I’ve mentioned the Oklahoma Mesonet system before in comments. It is a state-wide system of weather stations with a station in each of the counties.

There is a OK-Fire section https://www.mesonet.org/index.php/okfire/home

A few years ago, there was a major wildfire in the western part of the state and news reports mentioned that the state used this system to send fire units and other public service personnel to specific areas.

It looks like building state-wide mesonet sites is increasing – there is a national site which lists states with programs. https://nationalmesonet.us/

This reminds me of the Animas River debacle.

Why do we assume that someone from a gov’t agency is expert in anything?

Evidence proves the contrary. Repeatedly.

That could never happen here in CA. Starting forest fires is the job of SoCal Edison and PG&E and here, it is legal.

I worked on National Forests in AZ, UT and ID. Either you want to reduce the fire load or you don’t and fires often don’t do what you want. That sheriff is grandstanding. Work together to get that load under control. Must be an election year.
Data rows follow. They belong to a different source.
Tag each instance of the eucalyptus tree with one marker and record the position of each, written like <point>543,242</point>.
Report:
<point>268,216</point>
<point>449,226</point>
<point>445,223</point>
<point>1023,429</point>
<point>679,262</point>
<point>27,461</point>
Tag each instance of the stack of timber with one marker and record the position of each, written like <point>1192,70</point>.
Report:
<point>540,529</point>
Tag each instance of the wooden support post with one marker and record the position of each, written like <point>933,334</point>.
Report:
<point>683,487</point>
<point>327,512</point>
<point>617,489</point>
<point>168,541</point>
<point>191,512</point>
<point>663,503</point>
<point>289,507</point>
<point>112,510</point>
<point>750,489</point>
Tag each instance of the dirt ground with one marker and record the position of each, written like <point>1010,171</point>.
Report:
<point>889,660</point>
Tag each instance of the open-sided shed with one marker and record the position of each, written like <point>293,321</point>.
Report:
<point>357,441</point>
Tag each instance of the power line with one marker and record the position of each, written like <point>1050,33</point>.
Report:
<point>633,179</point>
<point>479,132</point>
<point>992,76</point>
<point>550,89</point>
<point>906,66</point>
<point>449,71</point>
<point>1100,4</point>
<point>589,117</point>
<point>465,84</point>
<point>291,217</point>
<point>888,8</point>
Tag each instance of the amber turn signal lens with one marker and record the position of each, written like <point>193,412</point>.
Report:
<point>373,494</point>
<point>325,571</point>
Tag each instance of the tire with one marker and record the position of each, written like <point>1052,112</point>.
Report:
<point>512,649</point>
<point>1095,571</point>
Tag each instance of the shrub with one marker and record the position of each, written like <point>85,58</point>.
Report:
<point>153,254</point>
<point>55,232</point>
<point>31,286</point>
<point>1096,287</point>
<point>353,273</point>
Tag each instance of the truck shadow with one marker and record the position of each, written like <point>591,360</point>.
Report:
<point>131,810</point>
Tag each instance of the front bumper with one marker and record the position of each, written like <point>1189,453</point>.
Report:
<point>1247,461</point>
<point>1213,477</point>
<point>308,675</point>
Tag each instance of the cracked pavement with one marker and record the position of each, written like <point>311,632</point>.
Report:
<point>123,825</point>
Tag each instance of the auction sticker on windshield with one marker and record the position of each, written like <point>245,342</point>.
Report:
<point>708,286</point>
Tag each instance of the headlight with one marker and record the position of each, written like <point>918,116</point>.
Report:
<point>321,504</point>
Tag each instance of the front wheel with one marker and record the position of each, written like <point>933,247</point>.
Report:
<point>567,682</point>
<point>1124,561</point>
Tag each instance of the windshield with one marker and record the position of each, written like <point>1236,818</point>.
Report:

Planned burns are an essential tool of forestry. While in this case it was done poorly we shouldn’t throw the baby out with the bath water. I also highly doubt that what went wrong in a highly complicated operation was down to just one employee or that particularly employee had special malice in his heart or was doing something actually criminal.

    Sanddog in reply to Danny. | October 30, 2022 at 11:57 pm

    What happened in NM came down to one bureaucrat in the Santa Fe who ordered the Pecos/Las Vegas Ranger District to initiate a burn, despite the fact that they’d had weeks of high winds and low humidity. She depended on a spot weather report that didn’t accurately reflect what was going down on the ground in mountainous terrain. When it escaped containment, there wasn’t a single person in the area who was surprised. The two most destructive fires in the last 100 years in NM were both set by the USFS. When they fuck up, they do it on a very large scale.
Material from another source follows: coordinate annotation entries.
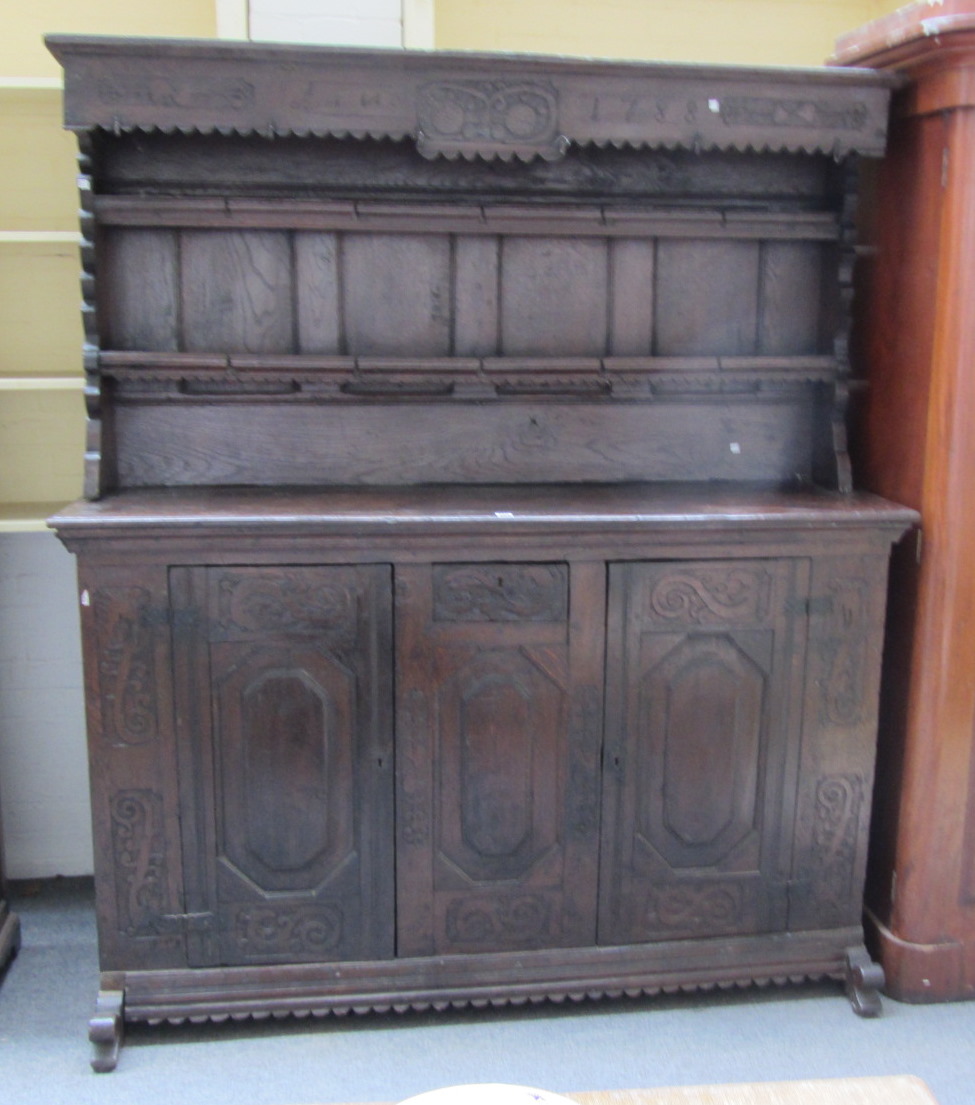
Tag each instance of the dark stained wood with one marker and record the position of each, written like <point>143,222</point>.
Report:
<point>703,661</point>
<point>476,606</point>
<point>914,442</point>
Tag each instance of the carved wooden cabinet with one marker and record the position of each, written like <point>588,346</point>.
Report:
<point>476,608</point>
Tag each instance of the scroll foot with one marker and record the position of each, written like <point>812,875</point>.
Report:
<point>105,1030</point>
<point>863,982</point>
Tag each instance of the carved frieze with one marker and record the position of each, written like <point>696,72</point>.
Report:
<point>255,602</point>
<point>511,116</point>
<point>262,930</point>
<point>500,592</point>
<point>723,595</point>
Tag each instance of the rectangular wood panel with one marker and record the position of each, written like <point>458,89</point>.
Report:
<point>706,298</point>
<point>702,667</point>
<point>138,290</point>
<point>792,297</point>
<point>499,707</point>
<point>631,297</point>
<point>317,293</point>
<point>396,294</point>
<point>237,288</point>
<point>553,296</point>
<point>462,442</point>
<point>475,295</point>
<point>287,779</point>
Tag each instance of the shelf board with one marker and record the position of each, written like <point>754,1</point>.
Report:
<point>31,84</point>
<point>27,517</point>
<point>40,238</point>
<point>41,382</point>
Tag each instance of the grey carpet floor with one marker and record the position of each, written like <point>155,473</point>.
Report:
<point>799,1032</point>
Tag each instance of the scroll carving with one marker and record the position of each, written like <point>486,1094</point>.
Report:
<point>839,799</point>
<point>282,603</point>
<point>265,930</point>
<point>524,919</point>
<point>706,596</point>
<point>125,665</point>
<point>500,592</point>
<point>138,849</point>
<point>687,906</point>
<point>758,111</point>
<point>503,117</point>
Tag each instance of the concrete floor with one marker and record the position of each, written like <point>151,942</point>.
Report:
<point>798,1032</point>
    ‘Poorly’ is a matter of opinion and scale. For general purposes, there are 640 acres in a square mile, and about 98,000 square miles in Oregon. A controlled burn on the very BEST of days can be like juggling dynamite, since there are so many variables you have no control over including weather. 18 acres won’t even show up on a map of the area, and to ‘only’ go over the line that far is a testament of good fire management that had one or two hiccups, because *bad* fire management would have lit up the whole county and then some. Summary: The sheriff goofed up far worse than the Forest Service employee.

I am very familiar with the exact area where this happened. From everything I’ve been able to gather, the Forest Service employee was highly negligent and culpable. This happened after five months without rain, in an area highly susceptible to wildfire even in a normal year let alone the very dry one we just went through.

I have no idea what will happen now, but I can say with HIGH confidence that this is far from the first time that the FS and BLM (Bureau of Land Management, not the other BLM) have screwed up royally and then run away from their negligence.

Grant County’s sheriff is kinda-sorta wingnutty, but he’s right about this. I have to figure that the feds will find a way to cover for their employee regardless. Believe me, this kinda shit ain’t rare down there.